I did find these…

cd /etc/

[root@appdev-523 etc]# grep -r cas.example *

cas/config/services/RegexRegisteredService-8396761148980578304.json:  
serviceId: https://cas.example.org:8443/cas/oauth2.0/callbackAuthorize.*

cas/config/services/RegexRegisteredService-7398083621929947136.json:  
serviceId: https://cas.example.org:8443/cas/oauth2.0/callbackAuthorize.*

cas/config/services/RegexRegisteredService-1905997417559537664.json:  
serviceId: https://cas.example.org:8443/cas/oauth2.0/callbackAuthorize.*

cas/config/services/RegexRegisteredService-4418765845257222144.json:  
serviceId: https://cas.example.org:8443/cas/oauth2.0/callbackAuthorize.*

cas/config/services/RegexRegisteredService-5291673557665746944.json:  
serviceId: https://cas.example.org:8443/cas/oauth2.0/callbackAuthorize.*

cas/config/services/RegexRegisteredService-7671336329000167424.json:  
serviceId: https://cas.example.org:8443/cas/oauth2.0/callbackAuthorize.*

These are apparently auto-generated.

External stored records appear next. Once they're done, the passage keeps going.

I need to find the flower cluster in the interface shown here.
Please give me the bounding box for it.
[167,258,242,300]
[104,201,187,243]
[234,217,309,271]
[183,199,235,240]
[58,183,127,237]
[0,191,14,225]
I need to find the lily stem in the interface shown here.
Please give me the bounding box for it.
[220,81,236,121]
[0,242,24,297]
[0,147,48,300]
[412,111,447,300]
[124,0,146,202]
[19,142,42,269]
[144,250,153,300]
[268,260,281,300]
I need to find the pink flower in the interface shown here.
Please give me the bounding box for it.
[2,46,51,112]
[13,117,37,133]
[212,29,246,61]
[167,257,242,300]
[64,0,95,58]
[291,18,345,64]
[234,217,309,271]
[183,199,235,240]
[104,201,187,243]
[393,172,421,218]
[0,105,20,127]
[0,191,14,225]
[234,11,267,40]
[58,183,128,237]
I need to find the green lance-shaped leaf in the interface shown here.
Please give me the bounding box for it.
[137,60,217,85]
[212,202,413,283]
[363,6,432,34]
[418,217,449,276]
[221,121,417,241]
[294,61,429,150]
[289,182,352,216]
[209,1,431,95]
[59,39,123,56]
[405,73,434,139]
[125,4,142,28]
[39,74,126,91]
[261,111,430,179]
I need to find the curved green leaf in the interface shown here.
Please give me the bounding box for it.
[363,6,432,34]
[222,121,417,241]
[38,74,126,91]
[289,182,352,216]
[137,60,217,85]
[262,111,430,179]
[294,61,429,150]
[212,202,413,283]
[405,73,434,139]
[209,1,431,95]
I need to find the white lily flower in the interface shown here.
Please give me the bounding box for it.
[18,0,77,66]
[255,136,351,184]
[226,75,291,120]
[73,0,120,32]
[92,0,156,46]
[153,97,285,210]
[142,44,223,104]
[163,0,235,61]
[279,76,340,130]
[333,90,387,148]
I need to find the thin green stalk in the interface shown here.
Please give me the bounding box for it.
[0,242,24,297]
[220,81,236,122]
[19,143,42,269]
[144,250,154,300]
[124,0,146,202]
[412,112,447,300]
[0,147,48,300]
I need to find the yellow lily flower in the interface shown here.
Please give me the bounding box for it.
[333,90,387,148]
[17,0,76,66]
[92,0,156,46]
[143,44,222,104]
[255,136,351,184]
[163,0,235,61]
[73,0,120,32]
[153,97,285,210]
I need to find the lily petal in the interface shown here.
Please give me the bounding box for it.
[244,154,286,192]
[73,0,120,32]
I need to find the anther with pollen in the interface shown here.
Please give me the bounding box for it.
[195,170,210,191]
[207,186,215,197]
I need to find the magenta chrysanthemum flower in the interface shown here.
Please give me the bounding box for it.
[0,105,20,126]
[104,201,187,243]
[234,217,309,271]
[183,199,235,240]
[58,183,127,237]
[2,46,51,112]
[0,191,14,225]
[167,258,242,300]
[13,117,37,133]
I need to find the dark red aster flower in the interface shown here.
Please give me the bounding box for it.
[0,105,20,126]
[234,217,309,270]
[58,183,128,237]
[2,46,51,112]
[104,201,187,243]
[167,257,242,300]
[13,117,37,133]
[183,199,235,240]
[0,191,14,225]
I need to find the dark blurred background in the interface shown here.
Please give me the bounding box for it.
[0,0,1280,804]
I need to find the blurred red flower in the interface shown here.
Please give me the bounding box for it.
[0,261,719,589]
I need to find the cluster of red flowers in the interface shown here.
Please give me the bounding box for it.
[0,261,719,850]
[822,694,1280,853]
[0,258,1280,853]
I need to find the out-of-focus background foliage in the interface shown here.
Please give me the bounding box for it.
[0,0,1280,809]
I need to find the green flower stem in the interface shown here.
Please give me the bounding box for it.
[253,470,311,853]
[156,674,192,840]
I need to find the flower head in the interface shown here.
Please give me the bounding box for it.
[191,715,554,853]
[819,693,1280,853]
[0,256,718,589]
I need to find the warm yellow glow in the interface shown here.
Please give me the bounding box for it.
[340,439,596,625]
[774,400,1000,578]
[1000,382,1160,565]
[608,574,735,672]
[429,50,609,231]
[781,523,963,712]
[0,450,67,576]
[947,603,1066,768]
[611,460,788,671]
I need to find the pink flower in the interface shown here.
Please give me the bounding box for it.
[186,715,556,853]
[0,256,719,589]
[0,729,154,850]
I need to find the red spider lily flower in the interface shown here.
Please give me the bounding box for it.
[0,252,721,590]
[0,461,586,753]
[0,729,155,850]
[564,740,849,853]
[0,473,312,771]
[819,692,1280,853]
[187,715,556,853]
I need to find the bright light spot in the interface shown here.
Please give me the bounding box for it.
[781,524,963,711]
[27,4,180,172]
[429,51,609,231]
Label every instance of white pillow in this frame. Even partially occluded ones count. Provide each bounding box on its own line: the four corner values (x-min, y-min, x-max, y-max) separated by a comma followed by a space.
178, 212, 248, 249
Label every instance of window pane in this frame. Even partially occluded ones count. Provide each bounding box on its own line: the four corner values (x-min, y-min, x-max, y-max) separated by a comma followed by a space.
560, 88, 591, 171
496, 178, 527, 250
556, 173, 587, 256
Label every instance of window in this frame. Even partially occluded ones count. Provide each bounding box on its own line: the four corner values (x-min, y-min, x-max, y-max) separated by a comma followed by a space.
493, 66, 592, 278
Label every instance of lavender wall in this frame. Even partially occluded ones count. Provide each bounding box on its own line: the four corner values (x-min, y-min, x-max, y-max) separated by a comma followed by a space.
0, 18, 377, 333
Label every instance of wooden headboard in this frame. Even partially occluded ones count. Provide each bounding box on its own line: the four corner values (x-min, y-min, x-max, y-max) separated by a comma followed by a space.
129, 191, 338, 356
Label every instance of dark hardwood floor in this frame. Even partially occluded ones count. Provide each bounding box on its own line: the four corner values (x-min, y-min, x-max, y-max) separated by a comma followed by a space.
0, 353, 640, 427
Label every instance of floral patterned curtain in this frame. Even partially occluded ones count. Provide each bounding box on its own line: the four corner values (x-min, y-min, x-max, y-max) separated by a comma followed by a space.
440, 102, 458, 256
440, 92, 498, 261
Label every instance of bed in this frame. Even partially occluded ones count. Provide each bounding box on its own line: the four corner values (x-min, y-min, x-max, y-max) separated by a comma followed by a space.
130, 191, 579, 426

As far as I know I have not configured CAS 
to create these service entries, nor do they show up in the management 
interface.
The time stamps on the files appear to be related to restarts. This may be by 
design. I still can’t find the bit to set the proper server name though.

Thanks,

Erik Mallory
Server Analyst
Wichita State University


From: "'Mallory, Erik' via CAS Community" <cas-user@apereo.org>
Reply-To: "cas-user@apereo.org" <cas-user@apereo.org>
Date: Wednesday, August 28, 2019 at 1:03 PM
To: "cas-user@apereo.org" <cas-user@apereo.org>
Subject: Re: [cas-user] CAS 6.1-RC4 OIDC configuration

I double checked that I didn’t have an errant file somewhere that would 
override the config. I un jared the cas.war file and grepped for 
cas.example.org JIC.
All settings are loaded from the location below. CAS is running with embedded 
tomcat and is started by systemd.
# The configuration directory where CAS should monitor to locate settings.
spring.cloud.config.server.native.searchLocations=file:///etc/cas/config

/bin/java --add-modules java.se --add-exports 
java.base/jdk.internal.ref=ALL-UNNAMED --add-opens 
java.base/java.lang=ALL-UNNAMED --add-opens java.base/java.nio=ALL-UNNAMED 
--add-opens java.base/sun.nio.ch=ALL-UNNAMED --add-opens 
java.management/sun.management=ALL-UNNAMED --add-opens 
jdk.management/com.sun.management.internal=ALL-UNNAMED -Dhttp.proxySet=true 
-Dhttps.proxySet=true -Dhttp.proxyHost=proxysvc-501.wichita.edu 
-Dhttps.proxyHost=proxysvc-501.wichita.edu -Dhttp.proxyPort=8080 
-Dhttps.proxyPort=8080 
-Djava.util.logging.config.file=/etc/cas/config/logging.properties -jar 
/data/cas/bin/cas.war

Thanks Again,
Erik Mallory
Server Analyst
Wichita State University
316.978.3502


From: <cas-user@apereo.org> on behalf of Misagh Moayyed 
<misagh.moay...@gmail.com>
Reply-To: "cas-user@apereo.org" <cas-user@apereo.org>
Date: Wednesday, August 28, 2019 at 3:35 AM
To: CAS Community <cas-user@apereo.org>
Subject: Re: [cas-user] CAS 6.1-RC4 OIDC configuration

Are you certain your configuration values are not overridden by something else?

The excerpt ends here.